Ravenn Vasquez, 21, graduated in 2019 from Uvalde High School, the same school that the shooter had attended. He killed 19 children and two adults on Tuesday in what has become the deadliest U.S. school shooting in a decade..

Vasquez held a sign reading, “Uvalde Strong!”

Ravenn Vasquez, 21, of Uvalde, Texas, is interviewed by media on May 25, 2022 in downtown Uvalde. (Sandra Sanchez/Border Report)

“We want everyone to know we’re here for them and we love them,” she told Border Report.

Vasquez said she had maxed out watching updates on TV of the brutal killings. And she wanted to be “a part of the solution.”

“I just wanted to do something and get away from the screen, and show them we care,” she said.

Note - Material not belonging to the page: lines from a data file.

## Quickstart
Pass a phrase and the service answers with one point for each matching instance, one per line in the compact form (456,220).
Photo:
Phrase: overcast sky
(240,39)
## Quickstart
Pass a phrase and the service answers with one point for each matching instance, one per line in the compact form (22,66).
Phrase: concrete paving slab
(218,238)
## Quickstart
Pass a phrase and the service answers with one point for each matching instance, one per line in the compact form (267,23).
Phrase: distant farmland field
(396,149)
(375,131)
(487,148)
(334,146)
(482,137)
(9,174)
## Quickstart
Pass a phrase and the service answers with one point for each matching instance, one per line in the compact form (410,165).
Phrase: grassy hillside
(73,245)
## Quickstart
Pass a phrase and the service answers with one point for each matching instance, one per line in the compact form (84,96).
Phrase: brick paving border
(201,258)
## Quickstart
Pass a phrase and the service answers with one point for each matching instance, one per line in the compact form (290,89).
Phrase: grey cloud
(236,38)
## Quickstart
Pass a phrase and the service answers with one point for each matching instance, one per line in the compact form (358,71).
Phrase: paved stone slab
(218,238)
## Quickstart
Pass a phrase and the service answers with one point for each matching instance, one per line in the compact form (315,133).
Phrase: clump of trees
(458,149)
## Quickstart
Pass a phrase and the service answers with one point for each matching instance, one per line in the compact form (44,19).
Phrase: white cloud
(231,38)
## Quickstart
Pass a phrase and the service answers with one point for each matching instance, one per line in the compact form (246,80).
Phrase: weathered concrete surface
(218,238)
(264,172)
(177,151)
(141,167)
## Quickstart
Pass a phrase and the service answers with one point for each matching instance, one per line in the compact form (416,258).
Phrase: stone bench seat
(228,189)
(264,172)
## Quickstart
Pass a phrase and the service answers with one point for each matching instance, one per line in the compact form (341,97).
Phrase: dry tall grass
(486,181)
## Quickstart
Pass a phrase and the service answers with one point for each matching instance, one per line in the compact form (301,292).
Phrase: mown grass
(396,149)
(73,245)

Nearby, Martina Avila, 21, held a sign that read, “Remember Their Names,” in reference to the 19 children and two adults who died here Tuesday at Robb Elementary School.

Her 5-year-old daughter stood in the heat beside her watching as her mother teared up trying to talk.

Martina Avila, 21, of Uvalde and her 5-year-old daughter urge people to remember the victims of Uvalde as she stood in the town’s center park on Wednesday, May 25, 2022. (Sandra Sanchez/Border Report)

“We want a place where we shouldn’t be scared to send our kids to school, to walk inside a classroom,” Avila said.

And she said that begins by not forgetting what has happened here.

“This has happened one too many times. This happens and we’ll be talked about for three or four days and then it’s like everything goes back to normal, nothing changes. Nothing changes. So we need to remember their names and how we are feeling in this moment that way we can do something about it. So this won’t happen again,” she said.